Island Juneteenth
by Frances Kartunen
For more than two years after the Emancipation Proclamation, people continued to labor under slavery in the cotton fields of Texas. Then on June 19, 1865, a Union general stood on a balcony in Galveston and read aloud General Order Number Three. It said, "The people of Texas are informed that in accordance with a Proclamation from the Executive of the United States, all slaves are free. This involves an absolute equality of rights and rights of property between former masters and slaves, and the connection heretofore existing between them becomes that between employer and free laborer."
From that time on, “Juneteenth” was celebrated every year by freedmen and their descendants in Texas. Juneteenth became an official holiday in Texas in 1980. Long before that date, this joyous celebration of African-American history and endurance had spread out to neighboring states, and it is spreading still.
On the afternoon of June 16, Juneteenth will be observed in the African Meeting House on Nantucket with guest Jamele Adams, an assistant dean at Brandeis University.
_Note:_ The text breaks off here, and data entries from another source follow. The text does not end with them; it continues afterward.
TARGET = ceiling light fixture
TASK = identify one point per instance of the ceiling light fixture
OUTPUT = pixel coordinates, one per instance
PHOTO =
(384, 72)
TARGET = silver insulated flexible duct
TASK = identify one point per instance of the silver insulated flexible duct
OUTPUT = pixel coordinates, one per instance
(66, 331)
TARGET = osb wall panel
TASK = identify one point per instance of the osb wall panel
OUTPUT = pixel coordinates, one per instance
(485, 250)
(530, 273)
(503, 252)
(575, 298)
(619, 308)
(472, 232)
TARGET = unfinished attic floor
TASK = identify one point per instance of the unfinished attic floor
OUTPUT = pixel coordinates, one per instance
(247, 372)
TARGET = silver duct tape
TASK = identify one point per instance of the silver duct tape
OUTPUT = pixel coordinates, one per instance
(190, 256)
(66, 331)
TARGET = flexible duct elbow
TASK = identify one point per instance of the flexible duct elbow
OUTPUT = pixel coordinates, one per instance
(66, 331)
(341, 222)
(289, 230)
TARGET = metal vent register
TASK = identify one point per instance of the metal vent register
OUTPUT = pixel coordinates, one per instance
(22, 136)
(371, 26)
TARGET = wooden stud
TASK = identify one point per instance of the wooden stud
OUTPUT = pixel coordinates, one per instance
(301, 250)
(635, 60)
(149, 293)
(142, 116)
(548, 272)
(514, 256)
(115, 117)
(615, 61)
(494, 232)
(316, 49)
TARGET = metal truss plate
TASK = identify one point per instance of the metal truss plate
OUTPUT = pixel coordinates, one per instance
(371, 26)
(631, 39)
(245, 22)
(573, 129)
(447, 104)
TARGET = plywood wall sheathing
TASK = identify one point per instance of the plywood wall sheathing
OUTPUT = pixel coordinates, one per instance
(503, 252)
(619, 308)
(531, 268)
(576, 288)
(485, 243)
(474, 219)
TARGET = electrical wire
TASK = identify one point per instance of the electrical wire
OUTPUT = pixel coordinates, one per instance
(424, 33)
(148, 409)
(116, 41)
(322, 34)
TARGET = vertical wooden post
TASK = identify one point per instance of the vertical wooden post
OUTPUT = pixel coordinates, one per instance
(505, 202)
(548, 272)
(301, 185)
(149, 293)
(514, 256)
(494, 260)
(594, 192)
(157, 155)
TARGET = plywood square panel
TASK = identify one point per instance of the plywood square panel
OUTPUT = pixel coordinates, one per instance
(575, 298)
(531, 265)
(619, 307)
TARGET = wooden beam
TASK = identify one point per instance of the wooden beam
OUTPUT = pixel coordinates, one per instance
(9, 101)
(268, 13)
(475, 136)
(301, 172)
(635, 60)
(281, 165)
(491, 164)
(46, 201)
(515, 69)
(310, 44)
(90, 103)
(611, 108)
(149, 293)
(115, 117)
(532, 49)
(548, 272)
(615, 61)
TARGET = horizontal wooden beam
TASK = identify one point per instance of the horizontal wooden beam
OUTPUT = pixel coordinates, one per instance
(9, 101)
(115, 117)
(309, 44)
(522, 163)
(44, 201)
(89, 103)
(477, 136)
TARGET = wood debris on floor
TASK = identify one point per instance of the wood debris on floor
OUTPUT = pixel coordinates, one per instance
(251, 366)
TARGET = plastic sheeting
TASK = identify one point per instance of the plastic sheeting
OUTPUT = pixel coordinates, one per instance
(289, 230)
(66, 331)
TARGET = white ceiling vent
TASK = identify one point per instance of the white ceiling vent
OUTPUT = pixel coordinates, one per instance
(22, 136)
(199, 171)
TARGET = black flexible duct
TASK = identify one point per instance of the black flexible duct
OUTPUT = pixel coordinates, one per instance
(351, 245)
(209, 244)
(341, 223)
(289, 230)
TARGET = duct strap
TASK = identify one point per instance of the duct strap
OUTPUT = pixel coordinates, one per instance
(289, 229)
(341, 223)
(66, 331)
Educator Adams is also activist, actor, and poet Harlym125. As 1two5 he first found his way to slam poetry in Ohio and then went on to New York City, where he has been twice named Nyuorican Poet slam champion.
On Saturday from 2 to 3 pm., he will be joined by local singers and performers at the Meeting House on the corner of York and Pleasant Streets. After the performance, refreshments will be offered on the lawn of the Meeting House. This event is sponsored by the Museum of African American History in Boston.
Previous Juneteenth celebrations on Nantucket date to 1995, when Joan Wilson, Helen Seager, and Lyn Danforth showed the film On My Own: the Tradition of Daisy Turner in the Quaker Meeting House on Fair Street. Subsequently there was a Juneteenth Community Barbecue on the grounds of the Point Breeze Hotel in support of the restoration of the African Meeting House.
Back in 1995, in "Visions of the Twenty-first Century at the African Meeting House on Nantucket,” it was suggested that Juneteenth be celebrated there on a regular basis. Site manager Sharon Liburd has announced that this has now been made reality. Nantucketers can expect annual Juneteenth observances.
This year’s June celebrations of Black history on Nantucket will continue next weekend with cemetery tours, unveiling of a historical plaque, and the 2007 James Bradford Ames Lecture in the African Meeting House.